If the Parties choose to ensure children or grandchildren obtain certain farm or ranch property in their divorce settlement agreement, then there should also be a requirement that if either party remarries, then the parties will execute a prenuptial or postnuptial agreement requiring their future spouse to waive rights to such property.

Agreements on Business

It is a misconception that all farm and ranch assets need to be divided in a divorce. To the contrary, divorcing couples can continue to operate the farm or ranch business together. In this scenario, their relationship shifts to a business relationship so there needs to be business planning involved, especially in light of the strained relationship (and perhaps distrust and acrimony).

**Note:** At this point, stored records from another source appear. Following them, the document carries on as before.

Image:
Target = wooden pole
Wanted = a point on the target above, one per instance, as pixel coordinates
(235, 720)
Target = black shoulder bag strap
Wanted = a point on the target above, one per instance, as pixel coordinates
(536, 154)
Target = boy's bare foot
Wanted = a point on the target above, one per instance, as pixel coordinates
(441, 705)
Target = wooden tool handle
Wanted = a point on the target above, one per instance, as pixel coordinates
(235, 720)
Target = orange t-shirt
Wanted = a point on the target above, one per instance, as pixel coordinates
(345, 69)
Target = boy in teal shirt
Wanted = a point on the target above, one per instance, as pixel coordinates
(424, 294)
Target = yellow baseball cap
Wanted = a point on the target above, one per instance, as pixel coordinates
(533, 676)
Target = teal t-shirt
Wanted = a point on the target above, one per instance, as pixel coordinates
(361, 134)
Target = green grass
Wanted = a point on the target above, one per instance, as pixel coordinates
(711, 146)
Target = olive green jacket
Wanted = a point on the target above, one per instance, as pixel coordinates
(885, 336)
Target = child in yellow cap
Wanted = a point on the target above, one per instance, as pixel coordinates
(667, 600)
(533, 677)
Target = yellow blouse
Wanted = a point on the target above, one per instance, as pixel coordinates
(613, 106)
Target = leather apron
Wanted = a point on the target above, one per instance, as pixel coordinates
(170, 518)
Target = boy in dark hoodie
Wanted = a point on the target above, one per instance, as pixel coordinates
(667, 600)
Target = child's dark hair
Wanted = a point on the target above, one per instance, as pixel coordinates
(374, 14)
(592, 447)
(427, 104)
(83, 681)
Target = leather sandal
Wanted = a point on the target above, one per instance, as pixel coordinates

In this situation, there are a myriad of issues for families to consider, such as what would happen upon the death of the other party. Do their shares go to the children? Should their shares belong in a trust that automatically transfers to the children upon their death? Similarly, buy-sell agreements should be considered in case one or both parties decide to leave the family business. It may not work being in business with an ex-spouse and this “exit plan” should be properly thought through.

Agreements on Life Insurance

Life insurance can be used for several reasons with divorcing families, including security for child support and spousal maintenance. It can also be used to fund buy-sell agreements in the case of the death of a farm owner, like any other business entity, or can be used as security for payment of farm/ranch liabilities upon the death of either parent to aid in succession.